If you are seriously doubting you drs diagnosis, remember that you do have the right to seek a second opinion, and its often a very wise thing to do, doctors are usually right, but they are also human and do sometimes make errors.
Copied and pasted from the excellent psych education website by Dr. Phelps . . .
Anxiety can be a symptom of bipolar disorder. This was recognized by the fellow who originally described bipolar disorder as such, Dr. Emil Kraepelin, back in 1921. He described "anxious mania", and also "excited depression", which included a "great restlessness". He specifically named anxiety as one of the components of this illness. All that requires saying, because "anxiety" is not generally regarded as a bipolar symptom. Yet it clearly is, as summarized in an excellent summary by Freeman, Freeman and McElroy.
There are basically two ways you can have anxiety with bipolar disorder. First, it can be a symptom of the bipolar disorder itself. Secondly, you can have a separate anxiety condition in addition to bipolar disorder. In medical lingo, that is called a "co-morbid" condition (in case you run across that term). It means both conditions are present, and thus implies that anxiety is a separate condition, not coming from the bipolar disorder itself.

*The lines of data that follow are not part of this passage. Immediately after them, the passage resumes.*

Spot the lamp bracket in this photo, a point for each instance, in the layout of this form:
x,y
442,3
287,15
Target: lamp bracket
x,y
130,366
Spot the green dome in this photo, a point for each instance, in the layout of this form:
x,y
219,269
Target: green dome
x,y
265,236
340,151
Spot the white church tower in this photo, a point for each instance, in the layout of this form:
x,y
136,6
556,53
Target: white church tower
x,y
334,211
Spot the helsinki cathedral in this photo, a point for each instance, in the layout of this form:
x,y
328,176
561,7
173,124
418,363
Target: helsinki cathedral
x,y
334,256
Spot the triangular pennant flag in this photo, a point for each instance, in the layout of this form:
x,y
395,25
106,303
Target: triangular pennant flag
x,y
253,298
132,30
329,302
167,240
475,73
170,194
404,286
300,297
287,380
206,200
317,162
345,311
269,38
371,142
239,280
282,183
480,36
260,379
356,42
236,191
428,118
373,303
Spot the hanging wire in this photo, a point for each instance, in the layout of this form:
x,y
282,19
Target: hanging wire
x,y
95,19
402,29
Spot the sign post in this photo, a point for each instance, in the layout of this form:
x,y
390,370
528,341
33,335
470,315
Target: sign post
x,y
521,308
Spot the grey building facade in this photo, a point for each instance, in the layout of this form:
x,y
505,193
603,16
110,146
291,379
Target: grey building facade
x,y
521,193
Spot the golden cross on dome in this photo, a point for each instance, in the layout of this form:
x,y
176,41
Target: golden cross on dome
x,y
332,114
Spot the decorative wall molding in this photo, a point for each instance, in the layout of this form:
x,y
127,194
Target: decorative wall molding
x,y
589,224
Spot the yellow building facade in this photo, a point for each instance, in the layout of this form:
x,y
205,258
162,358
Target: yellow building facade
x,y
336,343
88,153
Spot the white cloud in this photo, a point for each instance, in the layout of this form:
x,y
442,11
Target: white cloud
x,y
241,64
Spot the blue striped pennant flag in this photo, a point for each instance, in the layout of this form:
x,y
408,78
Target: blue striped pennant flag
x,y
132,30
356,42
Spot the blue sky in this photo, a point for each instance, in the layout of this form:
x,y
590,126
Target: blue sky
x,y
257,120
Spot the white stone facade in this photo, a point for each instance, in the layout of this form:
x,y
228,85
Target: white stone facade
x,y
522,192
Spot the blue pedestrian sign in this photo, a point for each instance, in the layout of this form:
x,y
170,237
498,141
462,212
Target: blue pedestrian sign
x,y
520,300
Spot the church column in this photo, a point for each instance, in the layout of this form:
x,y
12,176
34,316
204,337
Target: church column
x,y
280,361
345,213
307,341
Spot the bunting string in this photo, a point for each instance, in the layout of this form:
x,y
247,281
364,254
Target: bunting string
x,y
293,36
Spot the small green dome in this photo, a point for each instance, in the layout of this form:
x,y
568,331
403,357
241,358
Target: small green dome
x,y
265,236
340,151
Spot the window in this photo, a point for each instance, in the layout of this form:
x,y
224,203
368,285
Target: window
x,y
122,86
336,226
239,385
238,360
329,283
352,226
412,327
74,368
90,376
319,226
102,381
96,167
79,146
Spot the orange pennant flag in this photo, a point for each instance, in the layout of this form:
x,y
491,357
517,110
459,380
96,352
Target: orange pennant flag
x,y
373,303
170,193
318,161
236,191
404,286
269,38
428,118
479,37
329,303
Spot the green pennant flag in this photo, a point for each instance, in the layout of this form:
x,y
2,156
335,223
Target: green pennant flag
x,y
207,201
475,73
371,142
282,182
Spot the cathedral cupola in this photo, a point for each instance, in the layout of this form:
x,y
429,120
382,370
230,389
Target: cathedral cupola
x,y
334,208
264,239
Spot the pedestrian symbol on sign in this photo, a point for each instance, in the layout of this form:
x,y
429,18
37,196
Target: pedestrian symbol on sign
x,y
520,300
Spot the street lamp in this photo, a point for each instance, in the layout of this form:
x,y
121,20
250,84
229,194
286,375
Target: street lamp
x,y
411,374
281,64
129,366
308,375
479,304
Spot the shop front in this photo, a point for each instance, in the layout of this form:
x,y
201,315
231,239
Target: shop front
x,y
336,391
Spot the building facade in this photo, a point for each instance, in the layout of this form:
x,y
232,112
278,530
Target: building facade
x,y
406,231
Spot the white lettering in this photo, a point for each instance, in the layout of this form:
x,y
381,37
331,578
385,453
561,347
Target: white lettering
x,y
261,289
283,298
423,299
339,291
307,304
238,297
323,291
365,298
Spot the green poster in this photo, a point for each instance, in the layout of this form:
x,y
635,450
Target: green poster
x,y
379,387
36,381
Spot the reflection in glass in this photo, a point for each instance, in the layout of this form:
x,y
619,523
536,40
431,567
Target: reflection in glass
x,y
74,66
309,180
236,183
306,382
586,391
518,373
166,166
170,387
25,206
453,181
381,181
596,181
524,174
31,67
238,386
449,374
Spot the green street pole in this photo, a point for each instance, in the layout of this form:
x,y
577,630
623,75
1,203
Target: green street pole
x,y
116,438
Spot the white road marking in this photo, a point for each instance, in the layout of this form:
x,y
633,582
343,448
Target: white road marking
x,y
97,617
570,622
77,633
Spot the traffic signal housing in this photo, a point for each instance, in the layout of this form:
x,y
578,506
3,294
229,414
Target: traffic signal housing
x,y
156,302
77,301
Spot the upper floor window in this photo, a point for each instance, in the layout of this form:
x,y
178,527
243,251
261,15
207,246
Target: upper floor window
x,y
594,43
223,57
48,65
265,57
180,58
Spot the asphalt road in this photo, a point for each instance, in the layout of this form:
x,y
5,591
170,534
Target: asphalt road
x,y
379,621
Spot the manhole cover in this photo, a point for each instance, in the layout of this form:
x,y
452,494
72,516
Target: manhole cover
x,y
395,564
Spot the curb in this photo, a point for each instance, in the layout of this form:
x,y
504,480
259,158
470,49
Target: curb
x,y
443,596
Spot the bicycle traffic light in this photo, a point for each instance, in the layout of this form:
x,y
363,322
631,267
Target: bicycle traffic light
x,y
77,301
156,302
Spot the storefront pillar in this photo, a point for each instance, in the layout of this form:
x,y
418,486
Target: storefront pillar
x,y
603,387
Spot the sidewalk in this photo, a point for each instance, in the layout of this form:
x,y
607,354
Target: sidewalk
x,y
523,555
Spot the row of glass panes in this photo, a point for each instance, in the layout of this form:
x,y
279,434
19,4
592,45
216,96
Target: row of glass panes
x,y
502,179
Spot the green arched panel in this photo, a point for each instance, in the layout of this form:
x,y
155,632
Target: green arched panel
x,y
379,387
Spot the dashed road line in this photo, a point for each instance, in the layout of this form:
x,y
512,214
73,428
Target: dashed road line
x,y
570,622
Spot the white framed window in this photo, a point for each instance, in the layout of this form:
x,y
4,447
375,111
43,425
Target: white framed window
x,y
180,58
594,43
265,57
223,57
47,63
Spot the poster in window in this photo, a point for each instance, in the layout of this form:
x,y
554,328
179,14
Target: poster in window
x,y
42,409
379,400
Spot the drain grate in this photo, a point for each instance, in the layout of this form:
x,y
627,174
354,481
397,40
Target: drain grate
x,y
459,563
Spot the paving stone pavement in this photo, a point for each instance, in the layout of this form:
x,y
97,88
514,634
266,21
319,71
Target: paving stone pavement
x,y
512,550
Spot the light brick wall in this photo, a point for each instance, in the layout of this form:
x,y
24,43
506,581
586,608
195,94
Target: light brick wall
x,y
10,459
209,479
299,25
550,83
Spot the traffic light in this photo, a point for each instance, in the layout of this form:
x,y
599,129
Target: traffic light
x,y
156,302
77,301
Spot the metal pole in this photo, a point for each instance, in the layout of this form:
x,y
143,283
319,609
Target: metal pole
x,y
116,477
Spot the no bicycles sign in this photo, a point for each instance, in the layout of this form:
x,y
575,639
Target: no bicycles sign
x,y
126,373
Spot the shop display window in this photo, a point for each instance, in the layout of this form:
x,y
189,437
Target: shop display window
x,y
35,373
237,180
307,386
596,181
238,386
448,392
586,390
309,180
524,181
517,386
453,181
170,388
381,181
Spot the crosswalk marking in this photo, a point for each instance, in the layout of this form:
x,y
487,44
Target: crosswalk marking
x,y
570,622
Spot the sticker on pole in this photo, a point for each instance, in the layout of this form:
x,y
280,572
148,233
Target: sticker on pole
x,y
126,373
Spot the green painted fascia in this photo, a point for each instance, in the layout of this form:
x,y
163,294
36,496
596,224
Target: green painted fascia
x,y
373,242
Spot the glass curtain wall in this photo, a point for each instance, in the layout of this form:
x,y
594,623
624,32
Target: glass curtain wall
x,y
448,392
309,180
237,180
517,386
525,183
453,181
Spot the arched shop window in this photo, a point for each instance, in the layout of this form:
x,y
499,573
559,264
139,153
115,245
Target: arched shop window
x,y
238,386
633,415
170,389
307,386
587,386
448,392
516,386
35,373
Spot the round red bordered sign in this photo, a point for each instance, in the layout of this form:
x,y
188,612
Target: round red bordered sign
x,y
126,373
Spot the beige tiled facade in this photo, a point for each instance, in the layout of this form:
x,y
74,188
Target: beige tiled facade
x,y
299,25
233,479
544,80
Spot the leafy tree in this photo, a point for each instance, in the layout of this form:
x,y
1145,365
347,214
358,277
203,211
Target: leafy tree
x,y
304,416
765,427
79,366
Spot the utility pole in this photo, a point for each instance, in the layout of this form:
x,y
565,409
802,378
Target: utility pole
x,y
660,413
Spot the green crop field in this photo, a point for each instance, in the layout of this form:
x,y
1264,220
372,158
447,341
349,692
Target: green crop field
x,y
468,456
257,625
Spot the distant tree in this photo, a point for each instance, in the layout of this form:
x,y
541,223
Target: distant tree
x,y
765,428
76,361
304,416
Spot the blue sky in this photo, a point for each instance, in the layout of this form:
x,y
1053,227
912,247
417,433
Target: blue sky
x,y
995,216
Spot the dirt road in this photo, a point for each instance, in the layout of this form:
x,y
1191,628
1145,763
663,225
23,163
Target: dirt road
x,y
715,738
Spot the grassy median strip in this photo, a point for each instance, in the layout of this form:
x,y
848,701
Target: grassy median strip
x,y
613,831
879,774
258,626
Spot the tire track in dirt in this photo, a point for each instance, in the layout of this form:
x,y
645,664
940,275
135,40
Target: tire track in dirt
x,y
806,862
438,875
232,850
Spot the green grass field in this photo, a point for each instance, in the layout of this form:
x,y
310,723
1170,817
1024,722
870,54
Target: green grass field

These two ways of looking at anxiety have substantial implications. If the symptoms are coming from bipolar disorder itself, then they should get better when the bipolar disorder gets better. But if they are coming from a separate condition, they could persist even when the bipolar disorder improves.
If your anxiety is really a separate condition, it's going to require a separate treatment. And that really complicates things, because very often the recommended treatment for the anxiety condition could be an antidepressant medication -- and antidepressant medications can make bipolar disorder worse!